Moreover, the Linux Documentation Project coordinates a series of HOWTOs and mini-HOWTOs. By now, over 70 HOWTOs and over 90 mini-HOWTOs have been written. They each address a particular topic, and while they greatly vary in sophistication and detail, they all can usually be relied upon as a succint and reliable source of first-hand information. Finally, the Linux Documentation Project coordinated the Linux manual pages, a small series of FAQs and the Linux Gazette, an on-line periodical.

There are two standard archives. The first, sunsite.unc.edu, hosts all major distributions, applications and the complete kernel sources. The second, tsx-11.mit.edu, is more devoted to current development projects. Both machines have many mirrors sites throughout the world.

Usenet carries ten different newsgroups in the comp.os.linux.* hierarchy which are all fairly high-traffic:

Searching these newsgroups with Altavista or DejaNews is often an efficient way to find answers to specific questions.

On paper, and other than the aforementioned Running Linux book by Welsh and Kaufman, a total of over 50 books have now been published and are available in local bookstores. Also, the monthly Linux Journal magazine provides good and detailed information on different aspects of Linux.
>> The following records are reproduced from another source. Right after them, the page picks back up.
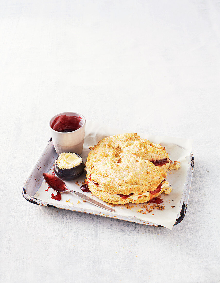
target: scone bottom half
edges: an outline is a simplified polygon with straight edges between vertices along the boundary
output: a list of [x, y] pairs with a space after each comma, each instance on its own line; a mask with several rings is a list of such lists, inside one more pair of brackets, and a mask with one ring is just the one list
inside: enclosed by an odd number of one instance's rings
[[140, 194], [132, 193], [129, 195], [110, 194], [102, 190], [99, 184], [92, 179], [91, 175], [87, 175], [86, 177], [86, 183], [93, 194], [103, 201], [114, 204], [146, 202], [159, 196], [163, 192], [165, 194], [169, 194], [172, 189], [171, 187], [167, 187], [169, 183], [164, 179], [157, 188], [152, 191], [143, 192]]

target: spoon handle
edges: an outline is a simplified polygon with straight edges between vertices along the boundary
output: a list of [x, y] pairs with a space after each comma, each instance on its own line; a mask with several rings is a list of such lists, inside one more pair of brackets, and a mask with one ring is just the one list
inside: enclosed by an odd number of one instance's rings
[[71, 192], [71, 193], [75, 194], [75, 195], [78, 196], [79, 196], [83, 200], [85, 200], [89, 202], [90, 202], [91, 203], [94, 204], [97, 206], [98, 206], [101, 208], [104, 208], [104, 209], [106, 209], [106, 210], [108, 210], [109, 211], [111, 211], [112, 212], [114, 212], [115, 211], [115, 210], [114, 208], [112, 208], [111, 207], [109, 207], [108, 206], [105, 205], [104, 204], [103, 204], [100, 202], [99, 202], [98, 201], [96, 201], [96, 200], [91, 198], [89, 198], [88, 196], [86, 196], [83, 194], [81, 194], [81, 193], [79, 193], [78, 192], [75, 192], [75, 191], [72, 191], [71, 190], [68, 190], [69, 192]]

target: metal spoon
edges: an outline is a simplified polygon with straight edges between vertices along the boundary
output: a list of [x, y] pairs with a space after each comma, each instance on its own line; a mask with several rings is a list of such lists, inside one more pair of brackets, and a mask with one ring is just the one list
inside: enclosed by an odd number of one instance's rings
[[43, 173], [43, 176], [45, 181], [47, 185], [56, 192], [59, 193], [63, 193], [64, 192], [71, 192], [83, 200], [85, 200], [88, 202], [94, 204], [97, 206], [98, 206], [101, 208], [104, 208], [104, 209], [106, 209], [106, 210], [108, 210], [112, 212], [114, 212], [115, 211], [115, 210], [113, 208], [109, 207], [108, 206], [99, 202], [96, 200], [91, 198], [89, 198], [83, 194], [72, 190], [68, 190], [63, 180], [54, 175], [50, 174], [49, 173]]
As for installations of Linux, several Linux distributions are available which are all described in detail in a special Distribution-HOWTO. The older Slackware distribution used to be widespread, but currently the two dominant Linux distributions are Red Hat and Debian. While Red Hat is a commercial enterprise, it still has to oblige the licensing terms of the GNU GPL and allow for free downloads of its product from ftp sites. Debian is the only non-profit organization among the Linux distributions. It is produced by 200 volunteers with a focus on both technical excellence and stability. For those two reasons, it is, for example, used in the Space Shuttle mission STS-94 that leaves into orbit on the day of this presentation.

8. Summary

Linux is a very powerful operating system. It can benefit computational economists for a wide variety of tasks as it

  • can run all applications that are common in research
  • can be used to code in almost any programming language
  • can handle every networking job as client or server
  • can interoperate with almost every other operating system
  • is very efficient in its use of resources, fast and reliable
  • is a lot of fun to work with and learn about.

9. Acknowledgements

This paper, as well as my personal and professional use of Linux over the last three years, has profited from the execellent information provided by both the Linux Documentation Project, and the Linux HOWTOs in particular. Thanks go also to the Linux community at large, and specifically the other members of the Debian Project. It should be noted that the information that is provided here about the Debian Project is not impartial as I have been contributing to Debian as a package maintainer since July 1995.